Laut Bundesverteidigungsministerium haben in den ersten vier Jahren, also bis Ende 2022, insgesamt „912 Soldatinnen und Soldaten“ die Ausbildung abgeschlossen. Für 2023 habe sich die Zahl der Interessenten im Vergleich zum Vorjahr „mehr als verdoppelt“: 482 Zivilisten wollen in diesem Jahr Reservisten werden.
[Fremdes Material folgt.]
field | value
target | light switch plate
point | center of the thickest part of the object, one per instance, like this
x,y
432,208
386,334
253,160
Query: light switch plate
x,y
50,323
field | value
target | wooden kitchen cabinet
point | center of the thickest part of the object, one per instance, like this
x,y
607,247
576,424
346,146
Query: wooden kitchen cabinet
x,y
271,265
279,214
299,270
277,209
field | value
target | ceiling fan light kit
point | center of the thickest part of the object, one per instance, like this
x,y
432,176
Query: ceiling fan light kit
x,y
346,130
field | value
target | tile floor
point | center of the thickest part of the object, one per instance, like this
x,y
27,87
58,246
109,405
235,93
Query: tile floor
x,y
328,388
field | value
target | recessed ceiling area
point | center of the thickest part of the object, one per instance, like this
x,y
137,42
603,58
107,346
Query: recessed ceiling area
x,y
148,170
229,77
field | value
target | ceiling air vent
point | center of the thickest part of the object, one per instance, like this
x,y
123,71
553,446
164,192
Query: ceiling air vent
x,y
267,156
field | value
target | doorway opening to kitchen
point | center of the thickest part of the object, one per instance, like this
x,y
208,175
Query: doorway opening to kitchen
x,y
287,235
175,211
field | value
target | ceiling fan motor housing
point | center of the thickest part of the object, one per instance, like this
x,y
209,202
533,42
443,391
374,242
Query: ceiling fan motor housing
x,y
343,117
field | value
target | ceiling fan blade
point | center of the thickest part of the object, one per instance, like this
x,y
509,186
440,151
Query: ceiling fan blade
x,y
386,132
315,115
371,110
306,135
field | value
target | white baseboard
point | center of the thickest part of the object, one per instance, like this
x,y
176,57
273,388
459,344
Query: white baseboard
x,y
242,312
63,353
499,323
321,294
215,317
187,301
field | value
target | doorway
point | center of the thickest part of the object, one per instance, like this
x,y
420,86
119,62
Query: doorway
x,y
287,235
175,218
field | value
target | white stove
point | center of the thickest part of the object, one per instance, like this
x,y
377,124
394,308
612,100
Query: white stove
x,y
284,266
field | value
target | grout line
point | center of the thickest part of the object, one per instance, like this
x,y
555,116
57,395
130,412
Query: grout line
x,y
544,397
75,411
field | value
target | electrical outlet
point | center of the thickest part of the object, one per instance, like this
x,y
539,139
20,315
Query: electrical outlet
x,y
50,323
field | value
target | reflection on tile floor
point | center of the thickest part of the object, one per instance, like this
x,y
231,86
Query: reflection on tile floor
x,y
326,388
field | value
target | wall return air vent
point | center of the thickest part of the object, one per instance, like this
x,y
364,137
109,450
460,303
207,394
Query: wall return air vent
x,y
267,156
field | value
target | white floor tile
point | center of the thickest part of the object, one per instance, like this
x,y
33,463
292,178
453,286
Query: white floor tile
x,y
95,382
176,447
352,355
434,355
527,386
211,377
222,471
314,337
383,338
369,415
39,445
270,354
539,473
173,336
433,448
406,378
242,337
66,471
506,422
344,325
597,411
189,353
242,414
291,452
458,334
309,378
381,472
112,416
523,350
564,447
Für die Bundeswehr mit ihrem chronischen Personalmangel ist das ausnahmsweise mal eine gute Nachricht. Das Ziel, die Truppenstärke bis 2031 von derzeit 183 000 Soldaten auf 203 000 zu erhöhen, hält nicht nur Eva Högl, die Wehrbeauftragte des Bundestags, für nahezu unerfüllbar. Die Zahl von knapp 500 Neu-Reservisten pro Jahr genügt nicht, um die Lücken zu schließen – und angesichts enormer Bürokratie und fehlender Infrastruktur sind dem Wachstum ohnehin Grenzen gesetzt.
Mit Pistolen und Gewehren hatte Daniel Gay zuvor wenig zu tun. Als Geschäftsführer einer Werbeagentur sitzt er viel im Büro, daher schätzte er sich auch nicht als „besonders fit“ ein, bevor er sich entschloss, Reservist zu werden. Gay ist einer von 33 Männern und vier Frauen, denen das Landeskommando Rheinland-Pfalz 2023 das nötige Fachwissen vermittelt. Der Jüngste ist 21, der Älteste 62 – und eigentlich sind sie Intensivmediziner, Handwerker, Ingenieure oder Studierende.
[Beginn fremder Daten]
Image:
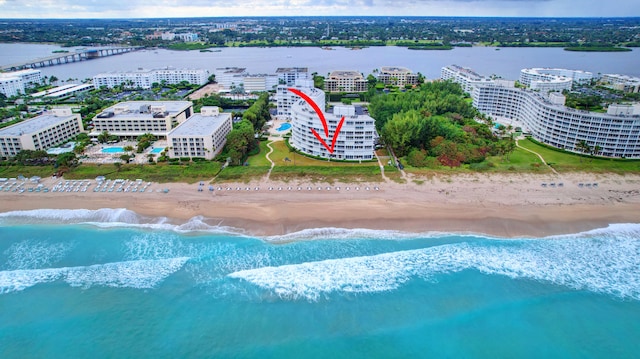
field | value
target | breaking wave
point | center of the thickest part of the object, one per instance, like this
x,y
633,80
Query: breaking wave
x,y
603,261
130,274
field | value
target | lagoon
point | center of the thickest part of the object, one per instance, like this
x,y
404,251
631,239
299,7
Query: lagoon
x,y
505,63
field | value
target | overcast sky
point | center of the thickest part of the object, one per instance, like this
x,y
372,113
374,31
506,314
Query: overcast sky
x,y
201,8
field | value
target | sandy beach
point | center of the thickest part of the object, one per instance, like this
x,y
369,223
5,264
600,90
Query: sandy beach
x,y
499,205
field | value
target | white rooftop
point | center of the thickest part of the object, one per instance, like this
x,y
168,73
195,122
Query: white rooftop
x,y
197,125
34,125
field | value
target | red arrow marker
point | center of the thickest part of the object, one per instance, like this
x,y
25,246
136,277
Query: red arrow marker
x,y
322,119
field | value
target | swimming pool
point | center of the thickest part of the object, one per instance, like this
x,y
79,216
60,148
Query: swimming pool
x,y
112,150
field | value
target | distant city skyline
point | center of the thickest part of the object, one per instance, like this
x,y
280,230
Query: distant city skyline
x,y
218,8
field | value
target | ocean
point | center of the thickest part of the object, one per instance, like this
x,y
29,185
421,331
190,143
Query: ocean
x,y
113,284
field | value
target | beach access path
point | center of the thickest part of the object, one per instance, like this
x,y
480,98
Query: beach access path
x,y
502,205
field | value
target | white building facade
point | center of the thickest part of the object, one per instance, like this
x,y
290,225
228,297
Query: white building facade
x,y
549,121
355,140
145,78
289,75
345,81
15,83
40,133
202,135
621,82
528,76
285,98
134,118
466,77
398,76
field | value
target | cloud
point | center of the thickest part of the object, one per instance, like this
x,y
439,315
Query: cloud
x,y
201,8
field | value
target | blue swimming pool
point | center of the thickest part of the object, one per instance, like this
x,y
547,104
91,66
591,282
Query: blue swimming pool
x,y
112,150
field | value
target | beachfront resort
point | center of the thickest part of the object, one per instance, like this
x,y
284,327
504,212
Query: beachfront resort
x,y
539,110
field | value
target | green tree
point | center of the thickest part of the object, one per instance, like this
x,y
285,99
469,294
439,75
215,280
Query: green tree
x,y
67,159
403,131
240,141
104,137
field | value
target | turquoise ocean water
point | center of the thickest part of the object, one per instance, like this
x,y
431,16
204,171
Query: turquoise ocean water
x,y
111,284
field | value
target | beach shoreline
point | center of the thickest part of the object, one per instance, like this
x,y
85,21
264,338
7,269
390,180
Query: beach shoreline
x,y
505,206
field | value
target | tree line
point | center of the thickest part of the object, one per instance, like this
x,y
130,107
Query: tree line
x,y
434,125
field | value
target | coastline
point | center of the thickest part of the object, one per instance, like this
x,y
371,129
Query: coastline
x,y
504,206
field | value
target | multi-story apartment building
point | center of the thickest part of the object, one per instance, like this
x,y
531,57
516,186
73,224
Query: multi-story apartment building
x,y
355,140
229,77
345,81
134,118
203,134
537,74
40,133
285,98
398,76
145,78
621,82
259,83
14,83
547,119
289,75
466,77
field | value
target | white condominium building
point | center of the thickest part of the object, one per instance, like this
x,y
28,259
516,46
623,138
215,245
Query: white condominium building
x,y
529,77
355,140
466,77
345,81
285,98
398,76
134,118
202,135
40,133
15,83
145,78
259,83
621,82
229,77
547,119
289,75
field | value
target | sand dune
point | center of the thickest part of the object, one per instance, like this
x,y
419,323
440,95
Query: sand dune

Es haben sich längst nicht alle wegen des Kriegs gegen die Ukraine entschieden, künftig zeitweise Uniform zu tragen. Einige haben bei der Flutkatastrophe im Ahrtal gesehen, wie wenig sie helfen können – und zugleich, wozu dagegen die Bundeswehr in der Lage ist. Viele zieht die Kameradschaft an und der Wunsch, sich für die Gesellschaft zu engagieren. Nur eben bei der Armee und nicht bei der Freiwilligen Feuerwehr, dem Technischen Hilfswerk oder einer Hilfsinitiative.
In Rheinland-Pfalz dauert die erste Hälfte der Ausbildung zehn Tage, und in dieser Zeit sind die Neulinge im „Lager Aulenbach“ auf dem Truppenübungsplatz Baumholder untergebracht. Zwölf Männer teilen sich eine Stube, geweckt wird gegen fünf Uhr, und der Unterricht endet selten vor 21 Uhr. „Viel Zeit zum Nachdenken bleibt an so vollgepackten Tagen nicht“, berichtet Gay in einer Pause auf dem Schießstand. Der 38-Jährige versucht es aber trotzdem, denn er dokumentiert auf dem Blog ungedient.de seinen Weg in die Bundeswehr.
Für diesen Weg hat er einige Zeit gebraucht: 315 Tage vergingen vom Abschicken der Bewerbung über die Sicherheitsüberprüfung bis zum „Einrücken“. Im Februar nannte er das Verfahren im Gespräch mit der SZ „undurchsichtig, langwierig und komplex“. In seinem Blog heißt es etwa: „Nicht nur bei der Beschaffung hat die Bundeswehr ein bürokratisches Problem.“ Es wirkt bizarr: Da wollen Leute zu einer Armee, der Zehntausende Soldaten und Soldatinnen fehlen – und müssen dann „zäh und hartnäckig“ sein, um überhaupt kommen zu dürfen, wie Gay schreibt. Mit seiner Website will er auch verhindern, dass künftige Kameraden zu früh aufgeben.
Also verfasst er Checklisten, wie viele Wochen es etwa dauert bis zur Musterung und wann man beim Karrierecenter nachfragen sollte. Er verlinkt Videos von diversen Bundeswehr-Websites, erklärt akribisch unzählige Abkürzungen und wie man seine Kriegsdienstverweigerung widerruft – nämlich mit einer E-Mail an das BAFzABundesamt für Familie und zivilgesellschaftliche Aufgaben, das zuständige Bundesamt für Familie und zivilgesellschaftliche Aufgaben in Köln. Wer länger durch den Blog klickt, der ahnt: Was Organisation und Struktur angeht, muss Gay von den Soldaten nicht mehr viel lernen.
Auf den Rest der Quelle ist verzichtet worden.